Equally, Mariam (p07), a 36 -year-old female Muslim from Bwalakia stated, “To overcome the shock, pain, and anger as a result of Boko Haram insurgency, I drew closer to Allah through the support I got from fellow Muslims and the mosque where we pray

116 here in the camp. For me, spiritual support has been the most beneficial, although I had also received other material support from government and non-government organizations and individuals. I have received and still receiving food, temporary shelter, books to read, clothes, and other items from time to time.” For Yakubu (p04), the most beneficial assistance he had received as a resident of the camp is the counseling he gets from a particular Pastor who had helped him to overcome the emptiness Boko Haram insurgency left in his heart following the barbaric manner the insurgents killed his parents, wife and two children when their town was attacked at night and all houses razed by fire. Yakubu said, “I was lucky to escape, but I lost my entire family. That left me with a sense of emptiness and guilt in my heart; I had thought I would never be able to remain sane.

However, with the counseling, prayers, and support that I received and still receive from that pastor, I have been able to sleep much better at night as the nightmares I used to have are gradually disappearing as the days go by. Although I doubt if the sad memories Boko

Haram insurgency etched in my heart can be erased. However, I am much better emotionally. I use Bible reading and prayers to steady myself every day. I pray regularly with other Christians in camp, and that brings a lot of relief and encouragement to me. I have shelter, food, clothes, and other materials, including cash I get from time to time from government and non-government agencies as well as individuals.”

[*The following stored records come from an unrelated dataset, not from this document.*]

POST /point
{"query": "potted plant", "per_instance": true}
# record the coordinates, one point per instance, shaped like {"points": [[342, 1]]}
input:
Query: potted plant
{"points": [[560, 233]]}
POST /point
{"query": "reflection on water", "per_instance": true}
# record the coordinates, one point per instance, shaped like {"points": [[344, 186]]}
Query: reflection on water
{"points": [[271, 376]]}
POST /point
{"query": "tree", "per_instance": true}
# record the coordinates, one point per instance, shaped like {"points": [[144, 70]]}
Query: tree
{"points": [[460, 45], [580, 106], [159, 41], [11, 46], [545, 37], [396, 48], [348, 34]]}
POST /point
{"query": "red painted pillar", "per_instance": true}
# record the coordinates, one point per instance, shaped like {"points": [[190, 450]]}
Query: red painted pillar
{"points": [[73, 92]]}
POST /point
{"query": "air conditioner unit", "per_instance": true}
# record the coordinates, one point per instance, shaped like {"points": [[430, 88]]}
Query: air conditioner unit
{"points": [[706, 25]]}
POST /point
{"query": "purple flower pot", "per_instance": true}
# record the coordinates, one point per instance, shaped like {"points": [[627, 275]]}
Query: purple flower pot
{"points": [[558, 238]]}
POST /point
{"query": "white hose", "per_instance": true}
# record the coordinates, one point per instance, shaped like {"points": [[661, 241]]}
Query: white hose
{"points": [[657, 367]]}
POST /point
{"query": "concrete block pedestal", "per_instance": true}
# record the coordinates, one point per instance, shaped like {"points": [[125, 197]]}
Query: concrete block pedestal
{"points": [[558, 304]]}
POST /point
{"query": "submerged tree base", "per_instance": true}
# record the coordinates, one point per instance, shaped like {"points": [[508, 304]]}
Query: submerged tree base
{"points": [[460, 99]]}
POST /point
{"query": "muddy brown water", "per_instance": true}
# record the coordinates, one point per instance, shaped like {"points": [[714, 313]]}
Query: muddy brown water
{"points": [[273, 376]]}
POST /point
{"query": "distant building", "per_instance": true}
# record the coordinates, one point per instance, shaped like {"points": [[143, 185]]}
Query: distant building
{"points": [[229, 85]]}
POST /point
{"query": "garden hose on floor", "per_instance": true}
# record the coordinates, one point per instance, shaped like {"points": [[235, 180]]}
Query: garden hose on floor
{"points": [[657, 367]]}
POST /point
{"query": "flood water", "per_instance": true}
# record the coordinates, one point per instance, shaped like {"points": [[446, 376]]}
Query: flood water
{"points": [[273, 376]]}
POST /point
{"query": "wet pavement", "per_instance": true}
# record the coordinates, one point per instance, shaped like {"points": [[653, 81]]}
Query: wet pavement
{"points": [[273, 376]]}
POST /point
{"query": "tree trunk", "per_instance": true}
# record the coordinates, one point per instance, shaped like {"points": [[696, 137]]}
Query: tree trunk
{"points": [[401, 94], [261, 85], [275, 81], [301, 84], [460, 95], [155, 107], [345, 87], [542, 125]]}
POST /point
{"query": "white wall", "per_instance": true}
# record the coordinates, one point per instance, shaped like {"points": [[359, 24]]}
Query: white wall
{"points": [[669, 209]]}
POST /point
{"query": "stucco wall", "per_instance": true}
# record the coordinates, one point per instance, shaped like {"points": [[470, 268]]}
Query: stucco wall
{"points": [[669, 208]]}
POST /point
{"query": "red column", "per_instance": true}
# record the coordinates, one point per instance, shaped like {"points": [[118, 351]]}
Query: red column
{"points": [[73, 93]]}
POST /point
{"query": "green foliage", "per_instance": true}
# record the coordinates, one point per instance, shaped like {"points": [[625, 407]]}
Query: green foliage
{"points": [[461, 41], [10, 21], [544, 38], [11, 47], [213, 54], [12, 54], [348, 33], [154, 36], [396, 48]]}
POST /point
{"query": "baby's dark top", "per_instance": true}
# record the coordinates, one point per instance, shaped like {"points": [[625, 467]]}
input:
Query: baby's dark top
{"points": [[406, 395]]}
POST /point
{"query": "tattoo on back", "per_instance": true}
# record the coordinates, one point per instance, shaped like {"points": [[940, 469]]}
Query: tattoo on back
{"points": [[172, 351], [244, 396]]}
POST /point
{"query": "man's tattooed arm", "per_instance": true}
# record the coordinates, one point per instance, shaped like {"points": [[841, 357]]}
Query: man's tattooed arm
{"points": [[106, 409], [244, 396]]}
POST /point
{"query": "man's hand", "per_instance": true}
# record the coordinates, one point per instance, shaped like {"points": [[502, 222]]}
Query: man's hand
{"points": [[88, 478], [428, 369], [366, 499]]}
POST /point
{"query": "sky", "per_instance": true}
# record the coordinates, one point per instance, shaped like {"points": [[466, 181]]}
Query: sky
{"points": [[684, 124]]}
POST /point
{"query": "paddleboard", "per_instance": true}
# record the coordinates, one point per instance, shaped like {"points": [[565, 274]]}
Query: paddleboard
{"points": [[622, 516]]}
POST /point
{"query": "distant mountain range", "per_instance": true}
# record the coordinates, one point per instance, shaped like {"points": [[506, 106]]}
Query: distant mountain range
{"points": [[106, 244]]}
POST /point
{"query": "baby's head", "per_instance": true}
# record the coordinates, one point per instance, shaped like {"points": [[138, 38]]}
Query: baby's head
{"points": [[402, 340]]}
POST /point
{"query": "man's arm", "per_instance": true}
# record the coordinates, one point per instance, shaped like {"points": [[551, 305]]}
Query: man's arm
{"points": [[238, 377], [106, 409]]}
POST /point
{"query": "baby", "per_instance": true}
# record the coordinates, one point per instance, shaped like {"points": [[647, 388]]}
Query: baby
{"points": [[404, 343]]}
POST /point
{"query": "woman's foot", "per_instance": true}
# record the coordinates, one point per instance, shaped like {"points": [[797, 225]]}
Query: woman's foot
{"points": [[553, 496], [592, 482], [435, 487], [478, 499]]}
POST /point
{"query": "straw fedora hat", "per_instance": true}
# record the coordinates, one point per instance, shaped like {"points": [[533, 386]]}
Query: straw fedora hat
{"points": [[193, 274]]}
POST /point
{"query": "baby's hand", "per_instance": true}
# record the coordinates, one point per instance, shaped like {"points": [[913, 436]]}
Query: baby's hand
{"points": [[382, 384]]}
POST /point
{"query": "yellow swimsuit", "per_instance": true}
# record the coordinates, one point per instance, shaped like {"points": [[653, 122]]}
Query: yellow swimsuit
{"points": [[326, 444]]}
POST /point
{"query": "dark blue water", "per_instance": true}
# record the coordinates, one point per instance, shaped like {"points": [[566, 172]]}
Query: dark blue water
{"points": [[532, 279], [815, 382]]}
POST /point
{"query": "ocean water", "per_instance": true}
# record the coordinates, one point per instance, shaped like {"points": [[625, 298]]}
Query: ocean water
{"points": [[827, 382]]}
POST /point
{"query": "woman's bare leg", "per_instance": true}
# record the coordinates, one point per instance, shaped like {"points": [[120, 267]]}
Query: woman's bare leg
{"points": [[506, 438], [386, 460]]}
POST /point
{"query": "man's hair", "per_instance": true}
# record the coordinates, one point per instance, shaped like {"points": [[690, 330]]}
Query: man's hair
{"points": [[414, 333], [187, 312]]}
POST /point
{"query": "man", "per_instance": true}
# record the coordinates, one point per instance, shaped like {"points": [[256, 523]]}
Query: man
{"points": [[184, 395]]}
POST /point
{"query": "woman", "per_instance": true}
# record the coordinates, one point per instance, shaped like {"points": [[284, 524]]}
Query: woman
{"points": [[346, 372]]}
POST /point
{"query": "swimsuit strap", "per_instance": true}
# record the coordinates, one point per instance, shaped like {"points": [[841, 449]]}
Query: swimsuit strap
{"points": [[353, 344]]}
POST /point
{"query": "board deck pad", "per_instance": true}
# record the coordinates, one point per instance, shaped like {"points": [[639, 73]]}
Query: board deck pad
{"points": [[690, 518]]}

Responding to the question on the level of satisfaction they have derived from relief support and services they have been provided or are still receiving, all the participants expressed disappointment and dissatisfaction at the quantity and or quality of some relief support and services available to them, although in different degrees. While

117 Ahmadu (p01) expressed total dissatisfaction with the support and relief services, particularly the quality of shelter and feeding provided by the government for residents of the camp, Isa (p10) was a bit more accommodating, describing the same services as

“somehow manageable and a little bit satisfactory.” Ahmadu (p01) said, “I am completely disappointed by the type of shelter we have in the camp. To say our shelter is deplorable is a lack of better word. We are treated as if we are not human beings, and that is unfortunate. Arrangements for our feeding and quality of food we are fed is also unsatisfactory.” Isa (p10) said, “The services available to us as displaced persons at the camp are somehow manageable and a little bit satisfactory although I am worried about our security. The level of security around and within the camp is not satisfactory at all in my opinion, and the authorities concerned must do something to improve the security of people in the camp. With the way Boko Haram insurgents are going about operating as suicide bombers, I am afraid they may infiltrate the camp to cause death and destruction.

That’s my main concern. I also agree that other services and support we receive could do with some improvements than what we get right now.” Kyari (p05) was not happy with the relief services and support he had received thus far, saying, “Most of the relief services we have received and are receiving are below satisfactory standard, particularly those coming from government agencies. There is a big need for improvements in these services and support.” Bashir (p09) said, “The relief services and support I have gotten were less than satisfactory and most of them can be improved upon, especially those offered by the government.” Ibrahim (p02) echoed the same view, describing most of the services and support as below acceptable standard. Ibrahim said, “Although I recognized

118 that it is not easy for those supplying these services and support because of chaos, disorder, and lawlessness prevalent in Borno but I think these services and support can be improved on to make camp residents cope much more easily.” Idris (p08) decried the relief services and support as well by describing “the quality as poor and the quantities as inadequate.”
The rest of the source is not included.